McAllister also recommends scrubbing the seals of your machine with straight bleach, running an empty cycle on hot and always leaving the door ajar between loads. “When there’s no air circulating and it doesn’t dry out, that’s when you have that smell.”
“If you go crazy spraying the back, top and u-bend of the toilet, you spray down hair and dust, which turns it into mud and creates way more work for yourself,” says McAllister. Instead, she goes in first with a horsehair brush attachment on her vacuum to suck everything up—all dry parts of her toilet, as well as her bathtub, baseboards, counters—so that she then just has to disinfect and remove stains afterwards.
She’s tested the method and found that it saves about 30 minutes of bathroom-cleaning each time. “It blows people’s minds,” she says. As for the vacuum brush itself, just dunk it in water and bleach afterwards then pop it on a vent to dry out.
Got time to kill at home? Tackle a deeply satisfying task with McAllister’s laundry stripping technique—one of her most-viral hacks ever. “When you think about how your shower and faucets get water spots and calcium and mineral buildup, that also happens with your clothing,” says McAllister, adding that fabric softener and laundry detergent are also culprits for residue.
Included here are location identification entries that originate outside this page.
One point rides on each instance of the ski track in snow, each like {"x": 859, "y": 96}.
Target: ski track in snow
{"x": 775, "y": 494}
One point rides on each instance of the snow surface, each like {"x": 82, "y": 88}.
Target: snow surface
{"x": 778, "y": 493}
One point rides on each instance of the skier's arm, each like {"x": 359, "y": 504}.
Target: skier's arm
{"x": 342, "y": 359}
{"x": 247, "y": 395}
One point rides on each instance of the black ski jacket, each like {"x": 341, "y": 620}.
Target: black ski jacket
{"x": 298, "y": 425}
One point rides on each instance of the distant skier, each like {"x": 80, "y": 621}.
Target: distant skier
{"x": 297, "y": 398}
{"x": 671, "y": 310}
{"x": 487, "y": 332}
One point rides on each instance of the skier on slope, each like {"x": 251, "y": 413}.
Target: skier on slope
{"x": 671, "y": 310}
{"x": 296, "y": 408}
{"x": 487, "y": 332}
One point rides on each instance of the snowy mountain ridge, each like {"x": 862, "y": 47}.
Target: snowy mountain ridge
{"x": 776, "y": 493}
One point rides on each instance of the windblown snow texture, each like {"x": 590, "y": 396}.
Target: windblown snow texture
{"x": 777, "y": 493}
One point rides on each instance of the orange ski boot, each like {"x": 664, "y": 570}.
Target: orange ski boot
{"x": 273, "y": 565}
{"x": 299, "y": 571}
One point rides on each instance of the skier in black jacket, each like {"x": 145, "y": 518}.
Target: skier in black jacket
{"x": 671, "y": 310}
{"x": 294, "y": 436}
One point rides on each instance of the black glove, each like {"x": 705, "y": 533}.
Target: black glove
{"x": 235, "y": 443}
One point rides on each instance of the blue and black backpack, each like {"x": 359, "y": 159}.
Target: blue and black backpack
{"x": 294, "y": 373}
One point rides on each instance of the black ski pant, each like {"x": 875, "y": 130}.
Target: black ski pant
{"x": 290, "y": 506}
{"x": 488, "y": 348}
It all translates to a loss of softness and absorbency. “I like to strip high-performance fabrics like towels, bedding and workout clothes,” says McAllister. “Workout clothes are always the grossest.” (She warns against stripping anything with a decal though, as it may come off.)
First, you’ll need to fill your bathtub about halfway with the hottest water you can and the items you want to strip. Then, mix in McAllister’s laundry-stripping recipe, which she shared from her The Cleaning Army Handbook: Laundry Guide ($19, bleachpraylove.com):
Let it soak for four hours, stirring every hour, and brace yourself for murky water. Once you’re done, use a bucket to move everything over to your washing machine and run a full cycle (without adding detergent) to rinse it all away.